The first of a new series of lectures aimed at furthering interest in European Union governance and policy-making will look at legal reasoning in the evolution of European private law.
Marc Amstutz, a professor of business law and legal theory at the University of Fribourg, Switzerland, will discuss “The Interlegality Conundrum in a Multi-level Governance Private Law System and the New Developments in the Marleasing Doctrine of the European Court of Justice”.
This inaugural lecture will take place on Wednesday, Sept. 15, from 12:30 to 2pm, at 519 York Research Tower, Keele campus, as part of a new international lecture series, titled EUCE Lectures on EU Law & Governance. Attendance is free and open to the public. It is hosted by York’s European Union Centre of Excellence (EUCE) in collaboration with the Putting Theory to Practice International Speakers Series and the Critical Research Laboratory in Law & Society at Osgoode Hall Law School.
The new lecture series is part of the EUCE’s mandate to deepen European studies at the University with an international and interdisciplinary outlook.
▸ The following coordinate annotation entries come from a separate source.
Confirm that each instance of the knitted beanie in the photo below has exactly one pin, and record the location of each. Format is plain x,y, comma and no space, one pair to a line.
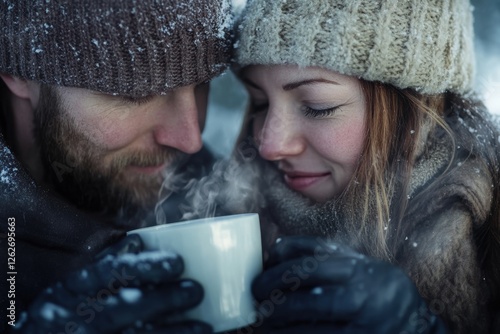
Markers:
120,47
426,45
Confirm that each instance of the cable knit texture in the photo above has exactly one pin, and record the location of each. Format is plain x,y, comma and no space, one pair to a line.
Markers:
422,44
126,47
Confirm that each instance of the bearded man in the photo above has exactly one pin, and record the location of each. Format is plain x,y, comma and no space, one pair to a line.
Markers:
100,101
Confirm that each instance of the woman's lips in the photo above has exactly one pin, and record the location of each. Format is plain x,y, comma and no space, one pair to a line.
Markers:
302,180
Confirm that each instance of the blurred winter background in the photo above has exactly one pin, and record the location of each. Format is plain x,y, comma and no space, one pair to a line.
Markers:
228,98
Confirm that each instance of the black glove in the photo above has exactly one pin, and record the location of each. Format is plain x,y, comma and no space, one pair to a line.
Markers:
126,291
314,286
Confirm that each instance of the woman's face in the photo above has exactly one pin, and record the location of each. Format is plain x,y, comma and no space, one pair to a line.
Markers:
311,122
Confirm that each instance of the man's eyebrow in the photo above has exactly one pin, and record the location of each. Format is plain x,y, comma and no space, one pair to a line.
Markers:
294,85
251,83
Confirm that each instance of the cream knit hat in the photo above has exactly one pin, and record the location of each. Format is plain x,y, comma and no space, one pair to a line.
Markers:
422,44
126,47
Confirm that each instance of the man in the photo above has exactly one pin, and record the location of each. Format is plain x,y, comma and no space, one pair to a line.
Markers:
99,99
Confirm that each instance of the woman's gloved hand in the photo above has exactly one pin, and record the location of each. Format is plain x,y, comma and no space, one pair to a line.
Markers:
314,286
127,290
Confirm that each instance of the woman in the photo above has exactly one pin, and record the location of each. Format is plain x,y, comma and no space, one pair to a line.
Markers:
365,115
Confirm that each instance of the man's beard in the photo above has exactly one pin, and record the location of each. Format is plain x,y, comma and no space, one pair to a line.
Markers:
75,166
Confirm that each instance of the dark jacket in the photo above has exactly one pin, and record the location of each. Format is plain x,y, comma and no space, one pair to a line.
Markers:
51,236
448,240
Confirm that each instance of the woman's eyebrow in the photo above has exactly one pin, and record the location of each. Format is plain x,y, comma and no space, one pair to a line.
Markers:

The EUCE Lectures will bring speakers from law, comparative politics, sociology, history and economics to address current trends in European integration.
Right: Marc Amstutz
Amstutz will discuss how the evolution of European private law is taking place in a context of multi-level governance, such as in the interplay of supranational and member-state lawmaking, which is different from the context of a single nation state.
This new context can be addressed as “interlegality”, a term indicating that the law is unfolding in multiple networks of legal orders, says Amstutz. Interlegality is characteristic of bodies of law operating not in, but between national states, namely, that bodies of law, such as the European directives, merely harmonize national legal orders without replacing them with unified rules applicable homogeneously in all the countries concerned.
In figuring out how to deal with interlegality in European private law, lawmakers and scholars are so busy looking for substantive law solutions that they often fail to see the virtues of an already existing procedural tool developed by the European Court of Justice (ECJ) in the Marleasing doctrine and its progeny.
Amstutz will argue that this case law, operating mainly at the level of rules on legal reasoning and not at the level of substantive law, is a far more sophisticated means of resolving the interlegality conundrum than all the substantive measures discussed in the last years. Namely, the requirement of interpretation in conformity with directives is allowing the common market to develop coherently without neglecting the significance of national legal cultures.
How this difficult equilibrium between legal coherence and legal pluralism might be maintained by the tool the ECJ developed in Marleasing shall be shown by an analysis of recent developments in the court’s case law.
The EUCE Lectures in EU Law & Governance will cover a wide range of topical areas and will be delivered by world-renowned scholars and practitioners.